Datum uitspraak: 5 oktober 2022
Centrale Raad van Beroep
Enkelvoudige kamer
Tussenuitspraak op het hoger beroep tegen de uitspraak van de rechtbank Overijssel van
1 april 2021, 20/383 (aangevallen uitspraak)
Partijen:
[appellante] te [woonplaats] (appellante)
de Raad van bestuur van het Uitvoeringsinstituut werknemersverzekeringen (Uwv)
PROCESVERLOOP
Namens appellante heeft mr. E. Schriemer, advocaat, hoger beroep ingesteld.
Het Uwv heeft een verweerschrift ingediend.
Het onderzoek ter zitting heeft plaatsgevonden op 24 augustus 2022. Appellante is verschenen, bijgestaan door mr. Schriemer.
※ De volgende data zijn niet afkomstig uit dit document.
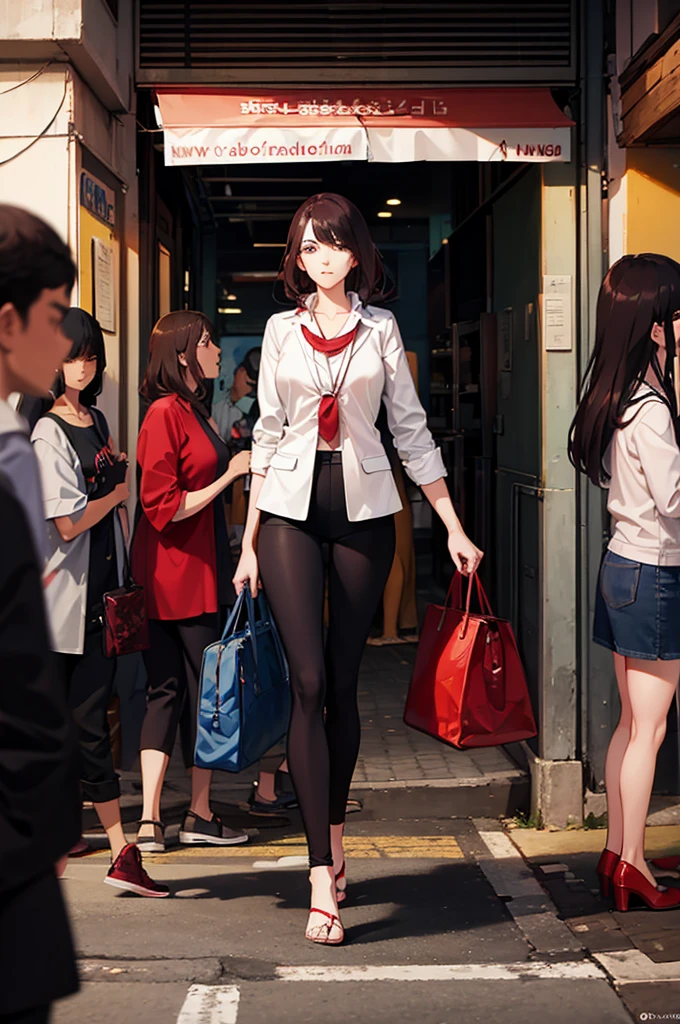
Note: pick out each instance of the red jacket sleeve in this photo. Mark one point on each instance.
(158, 454)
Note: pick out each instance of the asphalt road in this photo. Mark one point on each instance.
(428, 939)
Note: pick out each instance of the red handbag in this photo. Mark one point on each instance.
(468, 686)
(125, 622)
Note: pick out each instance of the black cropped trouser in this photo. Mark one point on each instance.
(325, 730)
(89, 686)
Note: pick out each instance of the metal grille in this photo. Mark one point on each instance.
(356, 40)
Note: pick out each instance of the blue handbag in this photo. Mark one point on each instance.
(245, 701)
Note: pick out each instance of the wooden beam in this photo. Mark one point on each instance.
(652, 98)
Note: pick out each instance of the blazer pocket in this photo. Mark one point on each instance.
(375, 464)
(281, 461)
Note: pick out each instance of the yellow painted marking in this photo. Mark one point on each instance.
(367, 847)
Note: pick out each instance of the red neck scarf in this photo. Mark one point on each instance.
(329, 415)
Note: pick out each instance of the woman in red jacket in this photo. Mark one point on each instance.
(180, 555)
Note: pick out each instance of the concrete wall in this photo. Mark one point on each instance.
(652, 208)
(516, 272)
(83, 32)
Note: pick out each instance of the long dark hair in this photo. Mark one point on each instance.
(337, 222)
(174, 334)
(86, 341)
(637, 292)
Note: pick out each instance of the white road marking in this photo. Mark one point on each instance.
(630, 967)
(582, 970)
(210, 1005)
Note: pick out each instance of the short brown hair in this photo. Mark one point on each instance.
(174, 334)
(336, 221)
(33, 258)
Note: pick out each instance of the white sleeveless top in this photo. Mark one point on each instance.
(643, 460)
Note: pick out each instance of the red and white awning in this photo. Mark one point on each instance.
(228, 126)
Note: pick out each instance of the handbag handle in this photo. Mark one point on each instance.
(483, 603)
(457, 583)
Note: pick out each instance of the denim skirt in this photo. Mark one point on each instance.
(637, 609)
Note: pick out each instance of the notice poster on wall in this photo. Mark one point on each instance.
(557, 312)
(103, 282)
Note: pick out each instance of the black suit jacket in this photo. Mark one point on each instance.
(40, 805)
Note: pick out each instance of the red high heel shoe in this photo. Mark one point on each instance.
(629, 881)
(667, 863)
(606, 865)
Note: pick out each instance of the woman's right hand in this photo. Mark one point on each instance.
(247, 572)
(121, 492)
(239, 465)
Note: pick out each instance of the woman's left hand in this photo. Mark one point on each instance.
(462, 550)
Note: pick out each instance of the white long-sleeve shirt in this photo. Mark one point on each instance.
(644, 492)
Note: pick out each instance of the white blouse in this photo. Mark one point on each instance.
(643, 460)
(292, 380)
(65, 493)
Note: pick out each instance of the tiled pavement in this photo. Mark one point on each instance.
(391, 752)
(392, 757)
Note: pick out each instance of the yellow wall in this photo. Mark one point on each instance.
(91, 227)
(652, 221)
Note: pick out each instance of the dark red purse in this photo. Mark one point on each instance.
(468, 686)
(125, 622)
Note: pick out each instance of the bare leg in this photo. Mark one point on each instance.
(110, 816)
(337, 833)
(615, 752)
(201, 779)
(650, 686)
(154, 766)
(266, 786)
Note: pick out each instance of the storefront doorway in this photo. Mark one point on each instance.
(461, 240)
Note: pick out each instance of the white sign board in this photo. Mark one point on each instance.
(103, 279)
(557, 312)
(381, 144)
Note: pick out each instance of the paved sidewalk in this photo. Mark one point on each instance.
(640, 949)
(391, 751)
(399, 773)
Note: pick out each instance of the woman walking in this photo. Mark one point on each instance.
(180, 554)
(322, 481)
(625, 437)
(84, 489)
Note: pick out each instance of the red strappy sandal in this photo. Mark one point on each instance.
(324, 939)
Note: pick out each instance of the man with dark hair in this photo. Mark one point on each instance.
(39, 766)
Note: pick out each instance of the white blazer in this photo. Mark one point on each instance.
(286, 436)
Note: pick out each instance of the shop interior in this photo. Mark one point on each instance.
(461, 243)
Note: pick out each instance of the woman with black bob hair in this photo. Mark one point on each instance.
(323, 486)
(84, 491)
(625, 437)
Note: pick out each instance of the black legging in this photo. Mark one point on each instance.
(322, 758)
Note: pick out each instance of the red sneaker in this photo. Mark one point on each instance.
(127, 872)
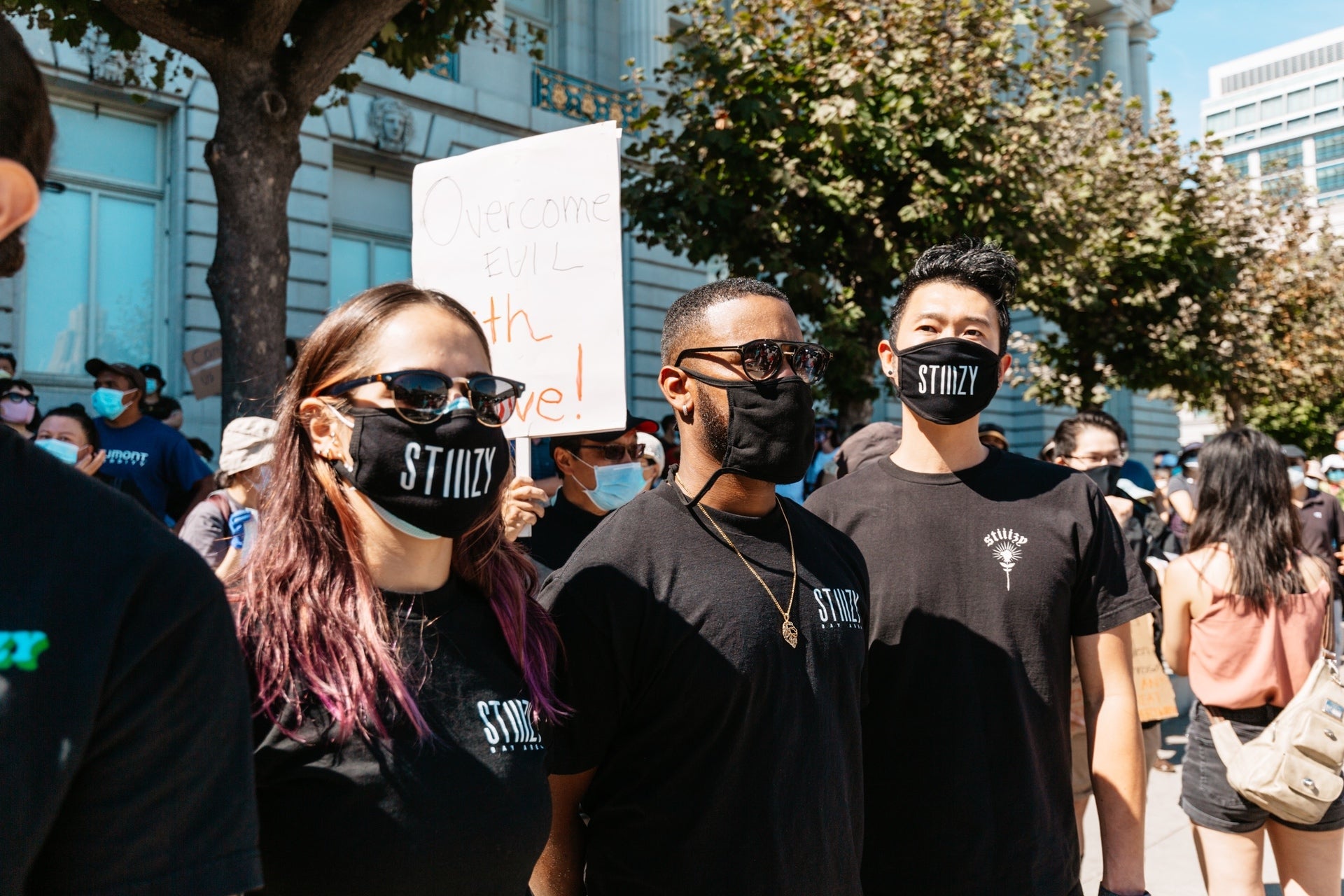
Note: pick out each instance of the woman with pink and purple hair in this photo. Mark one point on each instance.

Het Uwv heeft zich via een online beeldverbinding laten vertegenwoordigen door mr. I. Smit.

OVERWEGINGEN

1.1.
Appellante is werkzaam geweest als leidster op een peuterspeelzaal voor 23,87 uur per week. Op 29 juli 2015 heeft appellante zich ziek gemeld met klachten aan de gehele rechterarm na een operatie aan het schouderblad, nek en linkerschouderklachten. Op dat moment ontving appellante een uitkering op grond van de Werkloosheidswet. Aan appellante is ziekengeld op grond van de Ziektewet toegekend. Na afloop van de voorgeschreven wachttijd heeft het Uwv bij besluit van 26 juli 2017 geweigerd appellante een uitkering op grond van de Wet werk en inkomen naar arbeidsvermogen (Wet WIA) toe te kennen, omdat appellante per 26 juli 2017 minder dan 35% arbeidsongeschikt is. Daaraan is een verzekeringsgeneeskundig onderzoek en een arbeidskundig onderzoek ten grondslag gelegd. De arbeidsdeskundige heeft het arbeidsongeschiktheidspercentage berekend op 19,05%.
1.2.
Naar aanleiding van het bezwaar tegen het besluit van 26 juli 2017 is appellante gezien door een verzekeringsarts bezwaar en beroep. Deze arts heeft een rapport van 18 januari 2018 en een zogenoemde Functionele Mogelijkhedenlijst (FML) van gelijke datum opgesteld. Een arbeidsdeskundige bezwaar en beroep heeft, uitgaande van deze FML, in een rapport van
24 januari 2018, de mate van arbeidsongeschiktheid op 31,61% vastgesteld. Bij beslissing op bezwaar van 24 januari 2018 heeft het Uwv het bezwaar van appellante tegen het besluit van 26 juli 2017 ongegrond verklaard. Deze beslissing is in rechte onaantastbaar geworden.
1.3.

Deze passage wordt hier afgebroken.